Satan accuses the people of God day and night. We’ll never escape his charges of sin and guilt by looking to our merits. Today, Sinclair Ferguson points out where we must go to find assurance against our enemy’s accusations.
I can’t remember when or how it struck me that the famous series of questions Paul asks in Romans 8:31–35 all begin with the personal interrogative pronoun, the pronoun who, despite the fact that when he gives a list of the opposition the Christian experiences, more or less, everything in it is a what and not a who. But now, I can’t read these great verses without reflecting on this striking feature of this amazing passage. There’s no variation in it. He keeps asking the question, “Who?” And we’ve seen that the who about whom he is thinking is the one that Simon Peter describes as your adversary, the devil. That’s who Paul has in mind when he asks, “Who is against us?” And it’s also who he has in mind now, when he asks, “Who shall bring any charge against God’s elect?”

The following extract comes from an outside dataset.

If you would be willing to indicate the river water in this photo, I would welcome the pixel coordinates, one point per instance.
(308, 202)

The fact is that many people did bring charges against Christians, the Acts of the Apostles makes that clear enough. And there are several occasions when the Apostles were actually brought before the religious or civil authorities to face accusations. But that’s not, I think, what Paul is ultimately talking about here, and his answers seem to make that clear.
The accusations Paul is talking about here are those the devil brings against us. Scripture tells us that these charges against us are made in the courtroom of heaven. Remember Revelation 12:10? The devil is the accuser of the brothers who “accuses them day and night before our God.” Now, there’s something mysterious about this, isn’t there? This isn’t something that we see or hear directly. But elsewhere in Scripture, we learn about this activity of the devil. Remember what Jesus said to Peter: “Satan has demanded to have you to sift you like wheat, but I’ve prayed for you that your faith won’t fail.” And of course, in the opening chapters of the book of Job, we’re told how the devil accused Job before God saying, “Job’s in it only for what he can get out of it.”
And then there’s that amazing scene in Zechariah 3. There the prophet has a vision of Joshua, the high priest, standing in the presence of God, and Satan standing at his right hand to accuse him. And what makes the picture so dramatic is that Joshua is wearing dirty clothes that represent his sinfulness. He’s standing before God’s judgment throne. Satan is accusing him before God, saying: “He has no right to be here. He deserves to be excluded from heaven and sent into the outer darkness that will match the dark stains on the clothing he’s wearing.”
But then something wonderful happens: the angel of the Lord speaks. He says, “Behold, I have taken your iniquity away from you, and I will clothe you with pure vestments” (Zech. 3:4). So, he commands the filthy garments to be taken off Joshua and then has him robed from head to toe in clean vestments.
That’s surely a wonderful picture of the gospel, picture of the believer’s justification. The Lord Jesus takes our filthy garments of sin and swaps them for His pure garments of perfect righteousness. And when that happens, none of the adversary’s charges of sin and guilt before our God can ever stick to us. And that’s what Paul is talking about in Romans 8:33, “Who will bring any charge against God’s elect?”
Well, we know the answer, Satan does, but we also know his accusations cannot stick because, as Paul says, the One in whose court these charges are brought is none other than the God who justifies sinners in and through Jesus Christ. It’s God the Son, who could condemn us, who actually saves us. As the book of Revelation tells us, the saints overcome the accuser of the brethren not because of their own righteousness, but by the blood of the Lamb.
Isn’t that what John Newton teaches us to sing in his wonderful hymn:
Approach my soul, the mercy-seat Where Jesus answers prayer . . .
Be Thou my shield and hiding place, That, sheltered near Thy side, I may my fierce accuser face And tell him, Christ has died.
We saw yesterday that Paul is showing us that the death of Christ is the basis for the logic that nothing can ultimately be against us. And today is teaching us that the basis for our assurance that Satan’s accusations against us will not stick is the fact that we wear the garments of Christ’s righteousness. Isn’t that glorious? What a wonderful relief the gospel brings to our consciences. And I hope you’ll taste that today, and join us again tomorrow on Things Unseen.